Like its two predecessors, ‘Pearl of Pit Lane’ takes place in 1919, a time period which I find is generally quite overlooked within historical fiction. It’s understandable that it would be, I suppose, since it can reasonably be assumed that it was probably a ‘lull’ after the massive events which dominated the previous four years (like that weird week between Christmas and New Year when nobody knows what the hell is going on), but that’s what makes these stories all the more interesting. We all know a lot about what happened between 1914 and 1918, but what happened after that? I was naive enough to think that things probably went back to ‘business as usual’, after this, but as this story in particular informs us, that was certainly not the case. Set in the North East village of Ryhope, which is just next to where I grew up, I initially thought that ‘Pearl of Pit Lane’ would have a degree of familiarity for me, but I was pleasantly surprised to discover Glenda’s words breathing fresh life in to a familiar place, to the extent that I felt as though I was being transported into a totally different world. So, her novels are absolutely not just for the attention of those of us who are lucky enough to be able to relate to some of the landmarks which still stand today.

Even though I grew up close to where the novel is set and studied history for a good few years, I had absolutely no idea about the history of ‘pit lanes’; so it was really intriguing to learn about a darker side of the past. That’s one of the many wonderful things about Glenda Young’s writing; all of her novels take a fairly dark element of the time period in which they are set, but her fierce female protagonists always manage to take those struggles and turn them into inspiring and heartwarming triumphs which have the reader holding back tears by the end. It’s a difficult balance to get; managing the tipping points between the more gritty and unpleasant aspects of history with the warming romance which comes with this genre, but she always seems to achieve it perfectly, and with the added bonus of totally inspirational characters.

“Her clothes might be worn and shabby, but she had a heart the size of Ryhope itself.”

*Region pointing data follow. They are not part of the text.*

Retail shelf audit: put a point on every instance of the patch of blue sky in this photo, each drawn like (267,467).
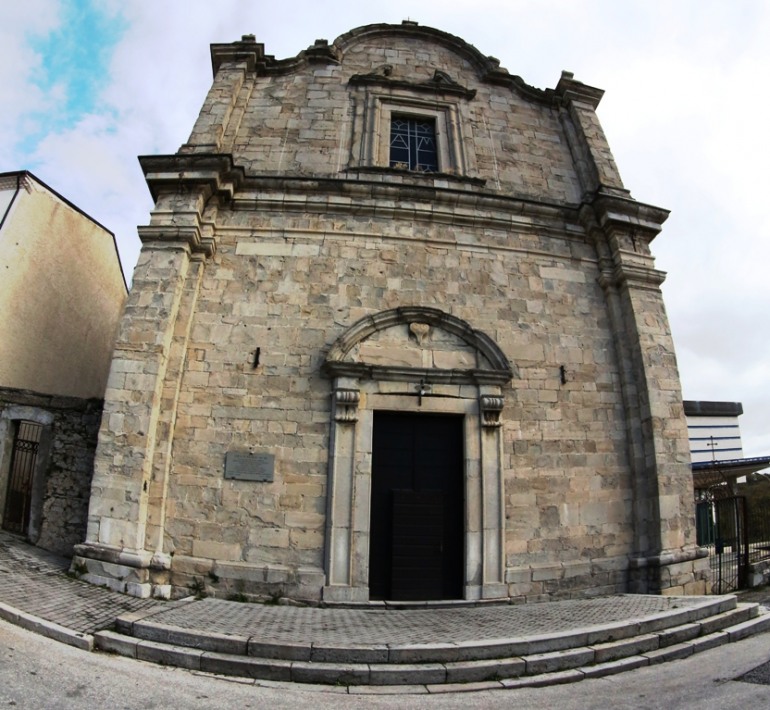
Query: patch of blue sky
(75,61)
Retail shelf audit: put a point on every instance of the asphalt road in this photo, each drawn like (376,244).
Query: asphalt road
(37,673)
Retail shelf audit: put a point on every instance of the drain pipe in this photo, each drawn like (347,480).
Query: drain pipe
(19,176)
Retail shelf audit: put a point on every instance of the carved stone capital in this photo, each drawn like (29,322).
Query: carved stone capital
(491,406)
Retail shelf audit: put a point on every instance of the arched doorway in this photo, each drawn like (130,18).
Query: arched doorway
(407,381)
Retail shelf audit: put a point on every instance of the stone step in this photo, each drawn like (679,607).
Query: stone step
(565,661)
(720,611)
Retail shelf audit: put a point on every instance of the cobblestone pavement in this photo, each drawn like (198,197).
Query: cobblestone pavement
(280,624)
(35,581)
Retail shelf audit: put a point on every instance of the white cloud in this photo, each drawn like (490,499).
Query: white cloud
(684,112)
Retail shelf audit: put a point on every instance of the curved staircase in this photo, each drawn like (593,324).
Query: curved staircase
(433,648)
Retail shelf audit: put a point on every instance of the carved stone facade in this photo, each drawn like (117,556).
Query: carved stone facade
(297,281)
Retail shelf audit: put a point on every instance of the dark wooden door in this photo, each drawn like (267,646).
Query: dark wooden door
(416,531)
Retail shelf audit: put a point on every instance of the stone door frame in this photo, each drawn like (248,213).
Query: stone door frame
(358,390)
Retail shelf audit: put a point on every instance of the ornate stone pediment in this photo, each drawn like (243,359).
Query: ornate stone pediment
(406,342)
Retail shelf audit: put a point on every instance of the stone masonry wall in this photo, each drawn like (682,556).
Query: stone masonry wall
(291,287)
(287,227)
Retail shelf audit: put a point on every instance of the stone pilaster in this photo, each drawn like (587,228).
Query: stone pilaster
(656,429)
(124,542)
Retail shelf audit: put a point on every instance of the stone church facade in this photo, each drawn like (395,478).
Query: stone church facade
(395,332)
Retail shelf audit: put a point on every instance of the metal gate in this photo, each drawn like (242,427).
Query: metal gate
(23,459)
(730,549)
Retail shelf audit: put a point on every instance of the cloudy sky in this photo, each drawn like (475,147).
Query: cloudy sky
(88,85)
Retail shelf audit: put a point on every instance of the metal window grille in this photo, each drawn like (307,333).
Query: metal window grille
(23,460)
(413,144)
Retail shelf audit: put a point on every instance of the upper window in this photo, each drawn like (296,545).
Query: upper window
(413,143)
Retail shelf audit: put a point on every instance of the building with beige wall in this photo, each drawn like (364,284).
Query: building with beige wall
(62,292)
(396,332)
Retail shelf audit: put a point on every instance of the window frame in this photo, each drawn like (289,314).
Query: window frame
(374,122)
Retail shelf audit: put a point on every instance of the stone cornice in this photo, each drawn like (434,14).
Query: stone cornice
(251,53)
(461,206)
(207,173)
(189,235)
(441,83)
(619,212)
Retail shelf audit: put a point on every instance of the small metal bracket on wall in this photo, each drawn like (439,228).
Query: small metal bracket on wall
(422,389)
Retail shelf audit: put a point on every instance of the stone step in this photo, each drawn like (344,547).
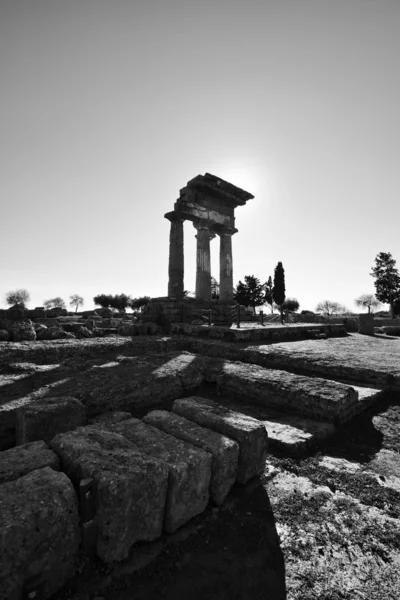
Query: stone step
(129,488)
(384,467)
(250,434)
(366,398)
(39,526)
(290,434)
(19,461)
(45,417)
(189,470)
(312,397)
(225,452)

Although this post is specifically focused on ‘Pearl of Pit Lane’, I thoroughly recommend reading all of Glenda Young’s novels; I definitely enjoyed all three in equal measure and am looking forward to the next, and, if you keep the characters from each one fresh in your mind; you might find a few bonus surprises in the other stories. The only thing which I feel Glenda has left her readers without is a spin-off novel in which all of her formidable female leads join together to overcome some huge adversity, because that would be absolutely epic; like ‘The Avengers’, only actually enjoyable and inspiring.